In June it did list Shekau and two other Boko Haram individuals, as “specially designated global terrorists” (SDGTs) under an executive order designed to disrupt funding to terrorists.
But Republican lawmakers Rep. Peter King (R-N.Y.), chairman of the Homeland Security Committee, and Rep. Patrick Meehan (R-Pa.), chairman of the committee’s counterterrorism and intelligence subcommittee, said the step was “insufficient.” They reiterated their earlier calls for FTO designation, pointing to a report released by the committee last November investigating the group as a potential threat to the U.S. homeland.
Asked at the time of the SDGT designation about the FTO issue, State Department spokeswoman Victoria Nuland said the administration was “continuing to look at the question of a broader designation.”
“But as you know, Boko Haram is at the moment a loosely constructed group attached to trying to address grievances in the north. There are different views within the group, and we’re continuing to look at that.”
Despite Boko Haram’s open targeting of Christians and its declared religious goals – after a recent armed raid on a Christian village the group warned that Christians “will not know peace again” if they do not accept Islam – Nuland is not alone in underlining the notion that Boko Haram is driven primarily by “grievances.”
Testifying before the Senate Foreign Relations Committee last March, assistant secretary of state for African affairs Johnnie Carson said religion was “not the primary driver behind extremist violence in Nigeria.” Boko Haram, he said, “attempts to exploit the legitimate grievances of northern populations to garner recruits and public sympathy.”
Although Carson acknowledged “reports of contact and growing relationships between elements of Boko Haram and other extremists in Africa, including al-Qaeda in the Islamic Maghreb,” he said the group’s main focus was to discredit the Nigerian government and on “local Nigerian issues and actors.”
Christian president, Muslim president
On Capitol Hill last month, Carson again addressed the issue, telling a House Foreign Affairs subcommittee hearing that “it is important that we understand what Boko Haram is and what it is not.”
“Boko Haram is composed of at least two organizations, a larger organization focused primarily on discrediting the Nigerian government, and a smaller more dangerous group that is increasingly sophisticated and increasingly lethal,” he continued.
Most Boko Haram followers, Carson said, were set on discrediting the government--both under the current Christian president and his Muslim predecessor--for its “failure to provide services to people.”
In fact, Boko Haram’s deadly campaign has largely overlapped the presidency of the Christian president, Jonathan.
Although Boko Haram was established in 2002, its violent campaign began around mid-2009, and escalated after its founder, Mohammed Yusuf, died in police custody in July of that year.
Early in 2010, then vice-president Jonathan assumed the powers of the presidency after President Umaru Musa Yar’Adua left the country for medical treatment. When Yar’Adua died that May, Jonathan served as interim president, and ran for election in early 2011.

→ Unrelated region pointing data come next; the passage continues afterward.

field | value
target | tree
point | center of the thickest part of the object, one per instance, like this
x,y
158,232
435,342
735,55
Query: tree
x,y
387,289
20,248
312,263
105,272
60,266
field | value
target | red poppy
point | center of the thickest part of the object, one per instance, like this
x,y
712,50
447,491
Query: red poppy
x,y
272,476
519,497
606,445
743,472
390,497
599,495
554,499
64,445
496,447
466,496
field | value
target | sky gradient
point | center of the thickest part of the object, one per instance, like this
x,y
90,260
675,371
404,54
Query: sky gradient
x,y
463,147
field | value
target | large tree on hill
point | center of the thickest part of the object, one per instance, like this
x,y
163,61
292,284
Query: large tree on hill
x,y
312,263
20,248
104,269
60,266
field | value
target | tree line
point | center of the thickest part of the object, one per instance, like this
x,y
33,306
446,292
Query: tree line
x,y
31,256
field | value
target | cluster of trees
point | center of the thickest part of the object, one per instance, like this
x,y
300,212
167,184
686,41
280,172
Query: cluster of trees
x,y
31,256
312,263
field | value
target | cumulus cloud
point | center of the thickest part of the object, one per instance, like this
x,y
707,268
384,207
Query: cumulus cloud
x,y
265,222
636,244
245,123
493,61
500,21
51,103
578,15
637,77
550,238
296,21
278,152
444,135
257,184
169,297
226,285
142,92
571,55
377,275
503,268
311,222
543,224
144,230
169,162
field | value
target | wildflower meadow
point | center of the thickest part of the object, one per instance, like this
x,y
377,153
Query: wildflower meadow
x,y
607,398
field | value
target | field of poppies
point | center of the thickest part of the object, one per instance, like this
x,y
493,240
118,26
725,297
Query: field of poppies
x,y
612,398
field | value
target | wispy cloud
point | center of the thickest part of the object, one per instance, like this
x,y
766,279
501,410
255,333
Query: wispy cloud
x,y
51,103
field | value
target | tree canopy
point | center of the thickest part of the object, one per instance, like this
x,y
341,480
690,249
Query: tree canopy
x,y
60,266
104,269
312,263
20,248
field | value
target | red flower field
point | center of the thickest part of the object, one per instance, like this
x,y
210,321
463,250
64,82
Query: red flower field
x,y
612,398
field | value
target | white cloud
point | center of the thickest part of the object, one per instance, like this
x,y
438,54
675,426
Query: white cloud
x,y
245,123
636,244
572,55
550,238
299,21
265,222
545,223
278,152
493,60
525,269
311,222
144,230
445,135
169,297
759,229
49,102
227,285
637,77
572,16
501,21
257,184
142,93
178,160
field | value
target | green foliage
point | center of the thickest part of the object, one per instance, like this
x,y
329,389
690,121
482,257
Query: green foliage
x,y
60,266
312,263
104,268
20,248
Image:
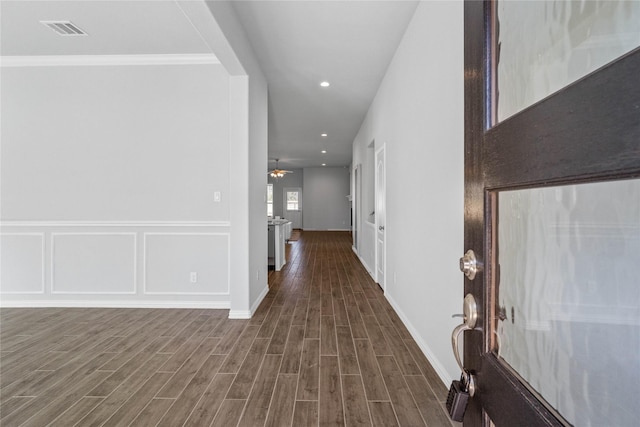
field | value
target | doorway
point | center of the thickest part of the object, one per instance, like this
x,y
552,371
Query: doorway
x,y
381,209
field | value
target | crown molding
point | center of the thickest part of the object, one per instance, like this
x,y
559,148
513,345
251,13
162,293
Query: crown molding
x,y
108,60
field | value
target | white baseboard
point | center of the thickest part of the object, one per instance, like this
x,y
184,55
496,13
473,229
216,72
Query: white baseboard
x,y
239,314
224,305
437,366
366,267
247,314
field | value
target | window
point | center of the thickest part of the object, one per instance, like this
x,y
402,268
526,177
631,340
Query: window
x,y
292,201
269,199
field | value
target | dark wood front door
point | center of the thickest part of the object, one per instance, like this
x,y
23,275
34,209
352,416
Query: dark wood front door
x,y
587,133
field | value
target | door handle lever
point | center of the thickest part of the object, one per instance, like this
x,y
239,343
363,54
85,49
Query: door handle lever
x,y
470,318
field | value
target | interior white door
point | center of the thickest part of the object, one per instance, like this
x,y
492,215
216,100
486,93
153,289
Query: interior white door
x,y
380,217
292,208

His candidacy was controversial because he is a Christian southerner. An unwritten agreement in place since Nigeria emerged from military rule in 1999 held that the north and south would alternatively hold the presidency. Yar’Adua, a Muslim northerner, had succeeded a two-term Christian from the south but since his death cut his term short Muslims argued that the next president should also be a Muslim.
Although Jonathan won the election by a large margin, his Muslim rival won all 12 of Nigeria’s states where shari’a had been introduced since 1999, underlining the religious divide and prompting warnings of worse to come. Indeed, more than 800 people were killed and dozens of churches torched during three days of rioting in the north after the election result was announced.
The U.S. Commission on International Religious Freedom, an independent body that advises the administration and Congress, acknowledges that issues of governance, poverty, and ethnicity are factors in the Nigerian violence but characterizes Boko Haram’s actions as “religiously-related.”